Luis Radford

Luis Radford is professor at the School of Education Sciences at Laurentian University in Sudbury, Ontario, Canada.[1] His research interests cover both theoretical and practical aspects of mathematics thinking, teaching, and learning. His current research draws on Lev Vygotsky's historical-cultural school of thought, as well as Evald Ilyenkov's epistemology, in a conceptual framework influenced by Emmanuel Levinas and Mikhail Bakhtin, leading to a non-utilitarian and a non-instrumentalist conception of the classroom and education.

Radford is an editor of the education journal For the learning of mathematics. In 2011 he was the recipient of the Hans Freudenthal Medal of the International Commission on Mathematical Instruction for his "development of a semiotic-cultural theory of learning".[2]

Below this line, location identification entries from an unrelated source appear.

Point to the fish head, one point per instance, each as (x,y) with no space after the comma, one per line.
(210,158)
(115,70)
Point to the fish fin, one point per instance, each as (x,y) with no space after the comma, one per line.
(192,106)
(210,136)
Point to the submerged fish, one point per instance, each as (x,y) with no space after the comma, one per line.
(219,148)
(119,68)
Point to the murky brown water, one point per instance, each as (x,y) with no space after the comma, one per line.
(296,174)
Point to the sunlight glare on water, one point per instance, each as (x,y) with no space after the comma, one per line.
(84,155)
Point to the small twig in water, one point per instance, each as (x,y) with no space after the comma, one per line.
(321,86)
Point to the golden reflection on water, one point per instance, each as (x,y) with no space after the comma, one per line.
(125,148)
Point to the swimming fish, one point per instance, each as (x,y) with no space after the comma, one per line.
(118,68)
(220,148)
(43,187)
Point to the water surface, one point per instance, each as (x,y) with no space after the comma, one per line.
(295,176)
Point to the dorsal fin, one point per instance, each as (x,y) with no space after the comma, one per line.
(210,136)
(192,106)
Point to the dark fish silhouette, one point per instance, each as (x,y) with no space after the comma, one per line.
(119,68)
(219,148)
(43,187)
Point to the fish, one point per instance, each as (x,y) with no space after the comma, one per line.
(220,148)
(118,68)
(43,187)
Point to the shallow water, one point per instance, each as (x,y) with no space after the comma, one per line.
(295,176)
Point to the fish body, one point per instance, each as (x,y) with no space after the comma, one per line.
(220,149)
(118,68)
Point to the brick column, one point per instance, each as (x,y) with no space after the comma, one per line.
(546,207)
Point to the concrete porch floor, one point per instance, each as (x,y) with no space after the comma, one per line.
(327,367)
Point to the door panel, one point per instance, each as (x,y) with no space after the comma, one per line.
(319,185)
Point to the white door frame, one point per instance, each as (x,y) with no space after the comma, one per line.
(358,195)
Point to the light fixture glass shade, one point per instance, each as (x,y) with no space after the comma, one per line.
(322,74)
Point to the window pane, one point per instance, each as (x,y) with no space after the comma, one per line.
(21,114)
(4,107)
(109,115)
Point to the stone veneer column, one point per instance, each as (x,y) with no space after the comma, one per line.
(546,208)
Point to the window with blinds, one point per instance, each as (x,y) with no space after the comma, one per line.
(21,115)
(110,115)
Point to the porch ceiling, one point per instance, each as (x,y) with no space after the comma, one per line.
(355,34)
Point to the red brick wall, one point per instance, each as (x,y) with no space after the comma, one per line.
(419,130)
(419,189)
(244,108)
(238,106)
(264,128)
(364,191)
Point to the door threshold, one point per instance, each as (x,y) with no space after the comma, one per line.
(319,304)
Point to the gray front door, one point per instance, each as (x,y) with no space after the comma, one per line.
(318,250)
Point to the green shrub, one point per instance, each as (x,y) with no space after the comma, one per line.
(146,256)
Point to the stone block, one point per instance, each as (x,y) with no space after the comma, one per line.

He is the editor of book series "Semiotic Perspectives in the Teaching & Learning of Math" with Springer Verlag.

Publications

  • Luis Radford (2003) Gestures, Speech, and the Sprouting of Signs: A Semiotic-Cultural Approach to Students' Types of Generalization. Mathematical thinking and learning 5 (1).
  • Luis Radford (2000) Signs and meanings in students' emergent algebraic thinking: A semiotic analysis. Educational Studies in Mathematics 42 (3).
  • Luis Radford (1997) On psychology, historical epistemology, and the teaching of mathematics: towards a socio-cultural history of mathematics. For the Learning of Mathematics 17 (1).
  • Luis Radford (2002) The seen, the spoken and the written: A semiotic approach to the problem of objectification of mathematical knowledge. For the learning of mathematics 22 (2).